In the course of the hearing, the grievor’s union representative, as he was entitled to do, took objection to certain questions put by the investigating officer. In particular, when the investigating officer put to the grievor questions relating to a number of accidents said to have been caused by carelessness on the grievor’s part, the union representative took objection after the second of some six accidents was referred to. The objection, as appears from what has been said above, was well taken. The investigating officer was nevertheless entitled to continue with such questions, as it seemed fit to him to do, the objection having its real effect in the proceedings before me. The Union’s point with respect to this is, however, that its objection was not recorded in the transcript of the investigation at the point at which it was made, but rather after the whole series of questions had been put. Clearly the transcript is inaccurate to this extent. It would have been better had the investigating officer recorded the objection as it was made, so that the report of the investigation would accurately describe the course of events. In the circumstances of the case, however, I cannot conclude that this inaccuracy vitiates the whole investigation, or that it in fact prejudiced the Union’s case in any way.

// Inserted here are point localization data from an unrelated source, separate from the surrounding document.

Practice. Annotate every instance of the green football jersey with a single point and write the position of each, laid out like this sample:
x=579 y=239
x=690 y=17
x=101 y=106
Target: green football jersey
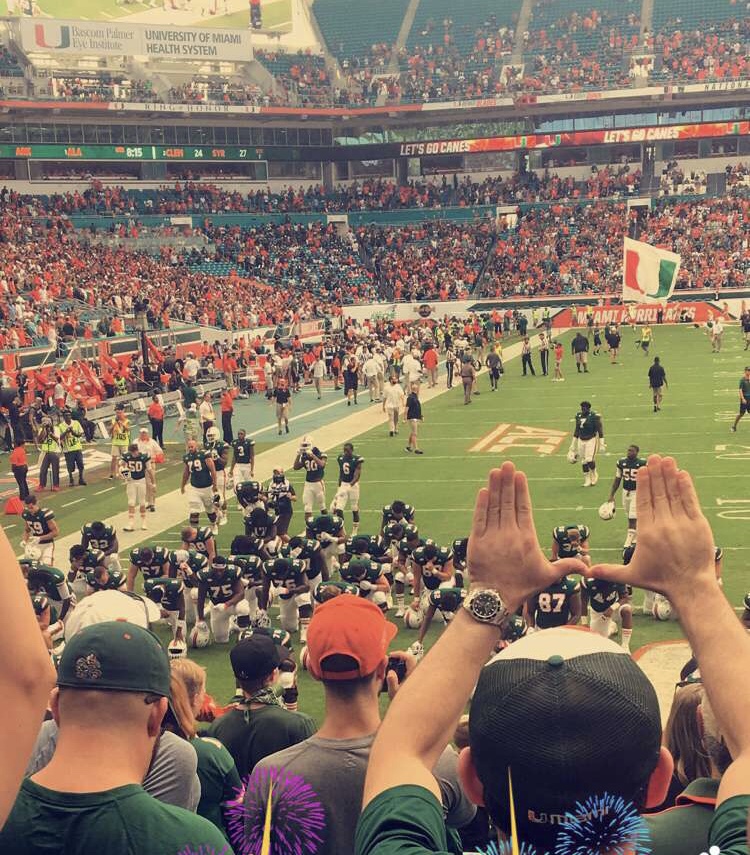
x=165 y=591
x=97 y=538
x=627 y=469
x=38 y=521
x=115 y=580
x=220 y=584
x=566 y=546
x=153 y=566
x=586 y=424
x=553 y=603
x=359 y=569
x=196 y=462
x=348 y=467
x=50 y=580
x=219 y=452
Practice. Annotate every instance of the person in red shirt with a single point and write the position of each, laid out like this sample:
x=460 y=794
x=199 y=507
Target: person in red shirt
x=20 y=468
x=155 y=414
x=227 y=410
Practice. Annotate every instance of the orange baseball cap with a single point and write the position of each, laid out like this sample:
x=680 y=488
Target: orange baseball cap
x=348 y=626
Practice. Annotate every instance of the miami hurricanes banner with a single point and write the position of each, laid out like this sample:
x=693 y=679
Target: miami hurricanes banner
x=649 y=274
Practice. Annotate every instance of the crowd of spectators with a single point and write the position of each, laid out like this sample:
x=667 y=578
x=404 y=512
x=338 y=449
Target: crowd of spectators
x=428 y=261
x=189 y=197
x=714 y=50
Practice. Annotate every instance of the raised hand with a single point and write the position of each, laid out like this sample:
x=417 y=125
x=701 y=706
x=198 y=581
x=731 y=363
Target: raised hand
x=503 y=551
x=675 y=546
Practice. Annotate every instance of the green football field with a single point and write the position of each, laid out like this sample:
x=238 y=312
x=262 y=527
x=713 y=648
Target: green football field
x=529 y=421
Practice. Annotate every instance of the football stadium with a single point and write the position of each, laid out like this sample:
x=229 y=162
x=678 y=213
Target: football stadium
x=372 y=396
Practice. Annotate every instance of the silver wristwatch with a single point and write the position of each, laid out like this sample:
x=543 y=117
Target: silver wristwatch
x=486 y=606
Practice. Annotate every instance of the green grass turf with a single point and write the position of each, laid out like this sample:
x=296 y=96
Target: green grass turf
x=698 y=408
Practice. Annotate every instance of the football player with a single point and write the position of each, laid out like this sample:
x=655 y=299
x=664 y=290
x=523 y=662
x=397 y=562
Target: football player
x=460 y=548
x=433 y=568
x=133 y=467
x=313 y=461
x=398 y=512
x=169 y=594
x=350 y=472
x=219 y=451
x=286 y=579
x=281 y=498
x=588 y=439
x=99 y=535
x=40 y=531
x=557 y=605
x=401 y=566
x=368 y=576
x=243 y=457
x=201 y=473
x=185 y=564
x=329 y=531
x=626 y=473
x=571 y=541
x=45 y=579
x=446 y=600
x=608 y=600
x=152 y=561
x=103 y=579
x=200 y=539
x=222 y=585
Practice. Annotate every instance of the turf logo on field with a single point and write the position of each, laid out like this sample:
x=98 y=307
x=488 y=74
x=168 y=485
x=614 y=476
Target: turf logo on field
x=507 y=437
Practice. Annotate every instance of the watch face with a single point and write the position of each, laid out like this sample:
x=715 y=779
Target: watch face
x=485 y=605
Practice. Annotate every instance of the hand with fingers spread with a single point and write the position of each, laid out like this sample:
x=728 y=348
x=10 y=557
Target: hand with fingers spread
x=503 y=551
x=675 y=546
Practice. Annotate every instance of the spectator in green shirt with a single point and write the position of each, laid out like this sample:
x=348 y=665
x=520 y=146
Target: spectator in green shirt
x=513 y=716
x=111 y=696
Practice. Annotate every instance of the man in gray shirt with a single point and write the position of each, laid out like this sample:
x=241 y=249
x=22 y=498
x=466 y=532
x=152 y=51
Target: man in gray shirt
x=347 y=645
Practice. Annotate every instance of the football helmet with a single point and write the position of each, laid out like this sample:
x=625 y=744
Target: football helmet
x=200 y=635
x=662 y=608
x=413 y=618
x=31 y=549
x=177 y=649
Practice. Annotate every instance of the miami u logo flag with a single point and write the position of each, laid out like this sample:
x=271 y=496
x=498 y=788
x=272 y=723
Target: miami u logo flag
x=56 y=36
x=649 y=274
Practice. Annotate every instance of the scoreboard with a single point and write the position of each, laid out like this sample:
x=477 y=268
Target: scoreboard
x=182 y=153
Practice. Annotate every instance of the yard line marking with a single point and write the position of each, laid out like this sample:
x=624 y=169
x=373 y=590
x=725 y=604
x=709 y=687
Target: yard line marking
x=74 y=502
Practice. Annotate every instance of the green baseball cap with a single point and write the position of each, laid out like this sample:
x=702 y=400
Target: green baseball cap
x=115 y=656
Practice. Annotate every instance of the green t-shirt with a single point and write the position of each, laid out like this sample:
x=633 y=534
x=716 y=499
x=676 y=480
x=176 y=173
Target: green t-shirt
x=125 y=820
x=684 y=827
x=268 y=730
x=219 y=779
x=729 y=827
x=405 y=819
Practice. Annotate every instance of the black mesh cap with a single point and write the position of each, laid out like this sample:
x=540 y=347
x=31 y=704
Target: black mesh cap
x=573 y=716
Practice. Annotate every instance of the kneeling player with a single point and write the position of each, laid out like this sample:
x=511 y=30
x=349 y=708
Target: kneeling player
x=47 y=580
x=557 y=605
x=369 y=578
x=286 y=579
x=222 y=585
x=169 y=594
x=609 y=601
x=445 y=600
x=571 y=541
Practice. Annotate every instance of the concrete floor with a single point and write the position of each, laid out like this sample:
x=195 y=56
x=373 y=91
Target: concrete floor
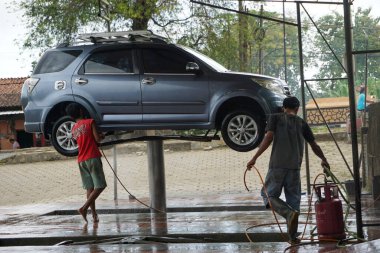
x=198 y=224
x=208 y=209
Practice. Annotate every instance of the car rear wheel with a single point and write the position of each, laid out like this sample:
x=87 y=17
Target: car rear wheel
x=242 y=130
x=62 y=138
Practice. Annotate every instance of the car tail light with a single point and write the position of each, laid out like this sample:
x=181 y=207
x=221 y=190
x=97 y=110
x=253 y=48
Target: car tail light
x=30 y=83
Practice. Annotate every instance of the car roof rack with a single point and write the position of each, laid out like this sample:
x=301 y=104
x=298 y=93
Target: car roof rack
x=125 y=36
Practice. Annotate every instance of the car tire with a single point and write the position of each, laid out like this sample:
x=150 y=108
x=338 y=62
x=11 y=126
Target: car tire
x=61 y=137
x=242 y=130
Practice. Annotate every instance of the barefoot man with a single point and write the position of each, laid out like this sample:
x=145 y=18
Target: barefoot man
x=89 y=158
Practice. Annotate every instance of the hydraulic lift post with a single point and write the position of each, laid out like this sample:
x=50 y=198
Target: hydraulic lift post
x=156 y=170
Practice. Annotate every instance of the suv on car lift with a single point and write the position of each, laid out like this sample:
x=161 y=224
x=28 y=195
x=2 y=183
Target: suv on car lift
x=137 y=81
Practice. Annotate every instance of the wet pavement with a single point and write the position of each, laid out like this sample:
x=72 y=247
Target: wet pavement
x=208 y=209
x=233 y=223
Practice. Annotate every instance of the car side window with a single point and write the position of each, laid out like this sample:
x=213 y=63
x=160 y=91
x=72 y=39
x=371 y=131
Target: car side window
x=164 y=61
x=109 y=62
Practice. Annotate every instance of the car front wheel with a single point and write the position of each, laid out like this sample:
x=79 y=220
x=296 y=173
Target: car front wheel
x=62 y=138
x=242 y=130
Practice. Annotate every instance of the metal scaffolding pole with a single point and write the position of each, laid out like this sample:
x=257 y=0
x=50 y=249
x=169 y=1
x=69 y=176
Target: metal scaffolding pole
x=300 y=48
x=351 y=90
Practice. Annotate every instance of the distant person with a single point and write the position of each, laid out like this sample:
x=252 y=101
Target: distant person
x=288 y=132
x=15 y=144
x=89 y=158
x=362 y=101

Generally, it cannot be said that the investigation was unfair. The grievor expressed his satisfaction with the manner in which it was conducted and the union representative was given the opportunity to suggest lines of questioning which he wished to have developed. It is clear that the grievor was given an opportunity to give his account of the matter, and that he did so. Thereafter, as has been noted, discipline was imposed. I have indicated my view that there was just cause for discipline, although; since the Company improper relied on an alleged record of carelessness, the discipline imposed was too severe.

For the foregoing reasons it is my award that the discipline imposed on the grievor be reduced to the assessment of five demerit marks.